Announcer:
4 Your Money is brought to you by NelsonCorp Wealth Management.

Brandy Auterson-Hurst:
It’s now time for 4 Your Money. We’re joined by David Nelson, CEO of NelsonCorp Wealth Management. Welcome back David.

David Nelson:
Thanks Brandy. Appreciate it.

Brandy Auterson-Hurst:
So ever since the Fed cut rates in September, stocks have climbed while bonds have dipped. So what’s going on here?

David Nelson:
Kind of a crazy times, isn’t it? Historically, if we look back in the history books, there’s been times that stocks and bonds move together, but then there’s other times that they move in opposite directions and the concept that we’re going to talk a little bit about today is called correlation and how they move in sync or don’t move in sync. And so the correlations we’re looking at today on the chart that I have basically is looking at 30-day periods as far as to try to draw these conclusions. If you look on the left, what you see there is basically 2018 through ’20 and the correlations in stocks and bonds was negative during that period, meaning that when stocks went up, bonds went down and vice versa.

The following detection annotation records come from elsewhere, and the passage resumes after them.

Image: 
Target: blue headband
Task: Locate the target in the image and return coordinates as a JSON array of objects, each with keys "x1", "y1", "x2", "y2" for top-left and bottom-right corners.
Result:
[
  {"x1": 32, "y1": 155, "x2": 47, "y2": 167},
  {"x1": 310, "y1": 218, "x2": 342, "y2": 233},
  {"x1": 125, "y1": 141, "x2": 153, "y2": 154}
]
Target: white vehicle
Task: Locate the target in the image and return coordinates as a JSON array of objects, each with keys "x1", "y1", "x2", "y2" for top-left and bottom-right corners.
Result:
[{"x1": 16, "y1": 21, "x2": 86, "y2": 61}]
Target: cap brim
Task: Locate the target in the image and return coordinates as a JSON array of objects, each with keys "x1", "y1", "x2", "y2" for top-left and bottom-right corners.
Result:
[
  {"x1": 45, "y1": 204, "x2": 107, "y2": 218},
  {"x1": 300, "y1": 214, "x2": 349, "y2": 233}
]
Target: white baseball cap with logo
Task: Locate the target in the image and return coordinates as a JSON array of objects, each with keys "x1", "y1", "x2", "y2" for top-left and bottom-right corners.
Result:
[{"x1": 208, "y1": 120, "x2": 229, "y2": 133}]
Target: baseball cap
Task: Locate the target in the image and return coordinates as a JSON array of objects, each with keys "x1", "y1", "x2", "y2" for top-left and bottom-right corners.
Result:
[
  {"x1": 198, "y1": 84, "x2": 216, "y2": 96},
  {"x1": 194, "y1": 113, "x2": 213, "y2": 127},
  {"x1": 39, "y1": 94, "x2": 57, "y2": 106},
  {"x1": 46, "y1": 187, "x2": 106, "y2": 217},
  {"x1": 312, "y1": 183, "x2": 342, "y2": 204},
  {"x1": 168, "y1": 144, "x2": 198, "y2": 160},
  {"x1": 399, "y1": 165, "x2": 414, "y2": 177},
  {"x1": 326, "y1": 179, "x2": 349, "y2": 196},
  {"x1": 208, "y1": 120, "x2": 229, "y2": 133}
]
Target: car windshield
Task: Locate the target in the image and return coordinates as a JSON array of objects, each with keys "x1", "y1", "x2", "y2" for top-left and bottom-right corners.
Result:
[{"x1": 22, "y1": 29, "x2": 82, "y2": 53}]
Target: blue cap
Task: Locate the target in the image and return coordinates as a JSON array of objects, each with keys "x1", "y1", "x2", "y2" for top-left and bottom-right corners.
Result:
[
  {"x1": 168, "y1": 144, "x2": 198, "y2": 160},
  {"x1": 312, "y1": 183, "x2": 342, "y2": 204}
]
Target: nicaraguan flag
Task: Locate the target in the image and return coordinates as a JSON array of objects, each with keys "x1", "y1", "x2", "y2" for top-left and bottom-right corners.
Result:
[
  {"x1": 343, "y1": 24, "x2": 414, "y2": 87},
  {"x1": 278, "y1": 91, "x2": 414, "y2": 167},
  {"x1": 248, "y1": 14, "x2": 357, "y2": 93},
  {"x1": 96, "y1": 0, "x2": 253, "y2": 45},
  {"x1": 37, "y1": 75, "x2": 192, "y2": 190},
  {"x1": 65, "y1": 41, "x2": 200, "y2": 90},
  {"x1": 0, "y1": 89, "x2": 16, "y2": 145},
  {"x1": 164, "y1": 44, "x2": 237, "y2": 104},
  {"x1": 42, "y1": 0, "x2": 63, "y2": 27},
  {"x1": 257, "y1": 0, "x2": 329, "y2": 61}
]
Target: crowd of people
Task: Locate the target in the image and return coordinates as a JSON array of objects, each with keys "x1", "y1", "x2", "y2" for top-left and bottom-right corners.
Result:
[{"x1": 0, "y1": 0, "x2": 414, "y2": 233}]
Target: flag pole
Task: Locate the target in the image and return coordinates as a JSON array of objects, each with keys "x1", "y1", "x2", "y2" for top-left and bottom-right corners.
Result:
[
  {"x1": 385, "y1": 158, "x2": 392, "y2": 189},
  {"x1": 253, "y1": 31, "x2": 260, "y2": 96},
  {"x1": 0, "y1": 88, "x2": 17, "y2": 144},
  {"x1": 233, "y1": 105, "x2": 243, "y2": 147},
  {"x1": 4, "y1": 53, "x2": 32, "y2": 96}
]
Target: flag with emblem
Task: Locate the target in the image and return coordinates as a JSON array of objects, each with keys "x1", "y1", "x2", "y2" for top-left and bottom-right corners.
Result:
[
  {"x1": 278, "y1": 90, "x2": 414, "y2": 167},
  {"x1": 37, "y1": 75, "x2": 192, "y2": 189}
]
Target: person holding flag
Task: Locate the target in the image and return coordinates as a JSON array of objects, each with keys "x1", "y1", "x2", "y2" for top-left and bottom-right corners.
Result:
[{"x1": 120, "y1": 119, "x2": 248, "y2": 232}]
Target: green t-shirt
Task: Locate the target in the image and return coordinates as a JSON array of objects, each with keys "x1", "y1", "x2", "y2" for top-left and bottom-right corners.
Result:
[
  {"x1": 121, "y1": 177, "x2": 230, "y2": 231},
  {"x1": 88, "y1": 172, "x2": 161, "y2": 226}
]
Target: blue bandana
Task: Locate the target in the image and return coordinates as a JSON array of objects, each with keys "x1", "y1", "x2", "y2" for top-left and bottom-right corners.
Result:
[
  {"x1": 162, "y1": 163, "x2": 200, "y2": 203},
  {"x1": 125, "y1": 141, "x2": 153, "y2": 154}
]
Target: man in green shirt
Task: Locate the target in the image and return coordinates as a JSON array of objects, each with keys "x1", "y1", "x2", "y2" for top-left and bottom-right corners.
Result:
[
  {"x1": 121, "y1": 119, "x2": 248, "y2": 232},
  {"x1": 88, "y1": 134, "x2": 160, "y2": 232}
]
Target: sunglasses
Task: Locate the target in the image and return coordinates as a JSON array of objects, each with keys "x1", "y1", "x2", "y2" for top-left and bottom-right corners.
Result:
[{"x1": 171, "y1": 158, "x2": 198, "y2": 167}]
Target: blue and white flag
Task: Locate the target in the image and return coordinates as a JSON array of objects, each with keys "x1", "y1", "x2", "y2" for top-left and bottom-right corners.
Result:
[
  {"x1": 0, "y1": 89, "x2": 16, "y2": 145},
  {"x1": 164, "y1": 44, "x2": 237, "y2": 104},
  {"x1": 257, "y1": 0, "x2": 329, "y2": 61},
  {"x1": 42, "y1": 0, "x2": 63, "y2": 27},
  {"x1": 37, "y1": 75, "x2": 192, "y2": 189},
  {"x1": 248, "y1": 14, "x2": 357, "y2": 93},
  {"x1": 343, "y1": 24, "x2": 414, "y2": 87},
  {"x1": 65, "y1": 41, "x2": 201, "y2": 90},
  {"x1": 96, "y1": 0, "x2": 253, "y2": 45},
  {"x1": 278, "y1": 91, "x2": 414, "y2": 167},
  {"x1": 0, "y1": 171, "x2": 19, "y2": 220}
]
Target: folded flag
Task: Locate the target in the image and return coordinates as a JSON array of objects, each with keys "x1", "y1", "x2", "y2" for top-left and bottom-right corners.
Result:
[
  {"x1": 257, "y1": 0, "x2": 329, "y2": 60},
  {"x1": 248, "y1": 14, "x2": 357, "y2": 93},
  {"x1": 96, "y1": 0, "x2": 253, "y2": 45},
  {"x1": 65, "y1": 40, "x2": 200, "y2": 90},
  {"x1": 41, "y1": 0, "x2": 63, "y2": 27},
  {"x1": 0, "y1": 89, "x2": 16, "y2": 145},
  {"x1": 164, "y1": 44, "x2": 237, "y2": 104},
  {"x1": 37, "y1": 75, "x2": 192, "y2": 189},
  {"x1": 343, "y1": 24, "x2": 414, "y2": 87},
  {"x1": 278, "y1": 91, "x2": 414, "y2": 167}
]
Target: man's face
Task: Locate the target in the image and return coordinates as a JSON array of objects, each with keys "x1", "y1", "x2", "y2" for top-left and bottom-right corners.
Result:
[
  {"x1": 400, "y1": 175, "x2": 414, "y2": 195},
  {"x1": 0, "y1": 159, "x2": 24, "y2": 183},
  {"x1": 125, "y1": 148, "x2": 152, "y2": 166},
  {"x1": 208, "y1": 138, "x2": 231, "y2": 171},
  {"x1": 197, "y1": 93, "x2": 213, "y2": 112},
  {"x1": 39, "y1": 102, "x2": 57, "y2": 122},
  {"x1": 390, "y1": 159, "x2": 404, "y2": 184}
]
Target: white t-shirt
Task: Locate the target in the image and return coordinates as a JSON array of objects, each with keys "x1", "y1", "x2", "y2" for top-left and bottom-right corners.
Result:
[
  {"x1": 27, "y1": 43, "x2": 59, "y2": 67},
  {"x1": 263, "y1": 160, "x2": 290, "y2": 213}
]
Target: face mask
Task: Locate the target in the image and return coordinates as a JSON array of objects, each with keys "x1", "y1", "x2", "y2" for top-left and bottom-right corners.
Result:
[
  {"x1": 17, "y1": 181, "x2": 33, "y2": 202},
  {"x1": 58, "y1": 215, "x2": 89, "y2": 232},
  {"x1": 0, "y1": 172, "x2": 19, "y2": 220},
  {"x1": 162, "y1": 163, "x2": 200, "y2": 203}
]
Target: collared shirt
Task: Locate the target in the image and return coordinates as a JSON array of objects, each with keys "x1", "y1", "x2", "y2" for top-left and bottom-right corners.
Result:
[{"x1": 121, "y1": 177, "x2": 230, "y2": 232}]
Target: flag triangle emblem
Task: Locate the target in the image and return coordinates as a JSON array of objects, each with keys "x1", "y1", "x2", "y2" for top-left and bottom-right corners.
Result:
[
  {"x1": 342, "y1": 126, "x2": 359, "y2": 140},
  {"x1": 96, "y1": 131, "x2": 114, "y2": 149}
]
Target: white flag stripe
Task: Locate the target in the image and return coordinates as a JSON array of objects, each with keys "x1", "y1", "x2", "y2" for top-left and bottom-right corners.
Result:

But since then, what we’ve seen as far as in the right-hand side here is the correlations have been all over the place. Historically, when people think of correlations, they think of negative correlations where again stocks go up and bonds go down and they’re a buffer as far as to each other, but clearly what we’re seeing right now is just kind of a bizarre period of time to say the very least.

Brandy Auterson-Hurst:
Yeah. So what does this mean for bonds going forward?

David Nelson:
Well that’s the big question that I think people need to be thinking in terms of and that is is it worth having a diversified portfolio? History says yes. We’re clearly in the camp of yes, but people can question during certain periods of time that, “I’m really not getting that much benefit. As stocks go down, my bonds have gone down as well and so am I really getting any benefit from it?” But our advice for most individuals out there is have a balanced portfolio.

Brandy Auterson-Hurst:
All right, David. As always, thanks for joining us.

David Nelson:
Thank you.

 

Investing involves risk. Depending on the types of investments, there may be varying degrees of risk. Investors should be prepared to bear loss, including total loss of principal.

Indices mentioned are unmanaged and cannot be invested into directly. 

This video includes a paid appearance.